In this way, the crystal growth rate for low-temperature synthesis can be controlled to a relatively low level, and the growth rate of each crystal plane can be made almost uniform, making it possible to produce diamonds with high symmetry and well-developed crystal planes. is obtained. ■ Since crystal growth occurs only at the location where the inducing agent is placed, the number and size of diamonds to be produced can be determined by the amount of inducing agent. '3} Because the inducer is a metal carbide or a metal that forms a stable carbide, the phenomenon of seeds disappearing prior to the synthesis reaction does not occur in the case of a reaction method that uses diamond seeds to lower the synthesis, temperature, and pressure conditions. , the reproducibility of the reaction is good. ■ By using an inducing agent, it is now possible to synthesize high-quality diamonds using lower pressure and temperature conditions than in conventional diamond synthesis methods.

Therefore, the number of lifetimes of the reactor used can be increased. Has characteristics.

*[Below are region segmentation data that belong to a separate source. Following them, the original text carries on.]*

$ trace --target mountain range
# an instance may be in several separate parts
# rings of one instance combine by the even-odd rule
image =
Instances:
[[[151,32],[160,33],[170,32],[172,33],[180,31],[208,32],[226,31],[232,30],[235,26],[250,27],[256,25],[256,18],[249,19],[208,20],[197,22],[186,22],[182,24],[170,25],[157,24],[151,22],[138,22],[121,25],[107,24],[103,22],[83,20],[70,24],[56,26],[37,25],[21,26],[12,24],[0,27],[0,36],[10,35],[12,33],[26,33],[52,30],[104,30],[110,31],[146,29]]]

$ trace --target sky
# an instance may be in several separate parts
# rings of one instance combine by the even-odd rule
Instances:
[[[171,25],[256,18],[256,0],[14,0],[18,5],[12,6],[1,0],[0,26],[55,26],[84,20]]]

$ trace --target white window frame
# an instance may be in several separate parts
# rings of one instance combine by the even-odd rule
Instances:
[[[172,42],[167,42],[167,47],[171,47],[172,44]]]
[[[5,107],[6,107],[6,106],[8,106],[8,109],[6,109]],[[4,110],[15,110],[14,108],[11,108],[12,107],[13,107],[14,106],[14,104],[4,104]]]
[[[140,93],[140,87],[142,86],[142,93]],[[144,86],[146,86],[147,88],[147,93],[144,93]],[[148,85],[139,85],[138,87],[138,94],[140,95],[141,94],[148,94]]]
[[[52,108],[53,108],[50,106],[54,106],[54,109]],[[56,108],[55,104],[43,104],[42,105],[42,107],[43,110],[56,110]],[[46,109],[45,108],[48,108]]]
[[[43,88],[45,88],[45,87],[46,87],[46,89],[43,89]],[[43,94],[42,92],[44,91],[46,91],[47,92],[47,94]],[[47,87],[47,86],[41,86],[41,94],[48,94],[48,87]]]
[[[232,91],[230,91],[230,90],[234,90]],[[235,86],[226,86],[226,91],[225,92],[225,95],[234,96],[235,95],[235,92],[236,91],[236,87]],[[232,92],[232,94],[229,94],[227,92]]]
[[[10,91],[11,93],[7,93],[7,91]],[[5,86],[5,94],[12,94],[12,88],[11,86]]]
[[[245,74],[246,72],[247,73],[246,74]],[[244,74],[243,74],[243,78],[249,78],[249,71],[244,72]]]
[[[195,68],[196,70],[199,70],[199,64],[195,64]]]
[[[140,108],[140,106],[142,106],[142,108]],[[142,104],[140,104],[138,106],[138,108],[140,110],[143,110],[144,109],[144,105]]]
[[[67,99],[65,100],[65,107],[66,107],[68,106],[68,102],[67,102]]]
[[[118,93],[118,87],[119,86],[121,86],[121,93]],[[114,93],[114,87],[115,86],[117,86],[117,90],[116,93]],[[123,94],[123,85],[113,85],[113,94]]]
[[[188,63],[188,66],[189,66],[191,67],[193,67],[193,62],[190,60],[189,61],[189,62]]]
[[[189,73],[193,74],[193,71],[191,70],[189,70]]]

[Brief explanation of drawings]

Figure 1 shows the phase diagram of carbon, where the vertical axis is pressure;
In the diagram where the axis represents temperature, the curve A-B shows the limit at which diamond crystal nuclei can spontaneously grow when cobalt is used as a solvent metal.

Claims (1)

[Claims] 1. Diamond is synthesized by subjecting carbon and a solvent metal consisting of iron, cobalt, nickel, or an alloy containing these, which are arranged in contact with each other, to pressure and temperature conditions within the diamond stability region. In this process, carbon and solvent metal are first layered alternately, and the interface between adjacent layers is dotted with grains of carbide of at least one metal among vanadium, chromium, manganese, niobium, tantalum, and tungsten. , and then pressurizing and heating the reactant consisting of carbon, solvent metal, and metal carbide under pressure and temperature conditions within the diamond stability region. 2. The diamond manufacturing method according to claim 1, wherein the metal carbide grains are placed on the boundary surface in advance before pressurizing and heating. 3. The diamond manufacturing method according to claim 1, wherein the metal that forms the metal carbide is placed on the boundary surface as metal grains prior to pressurization and heating, and the metal carbide is formed only during heating.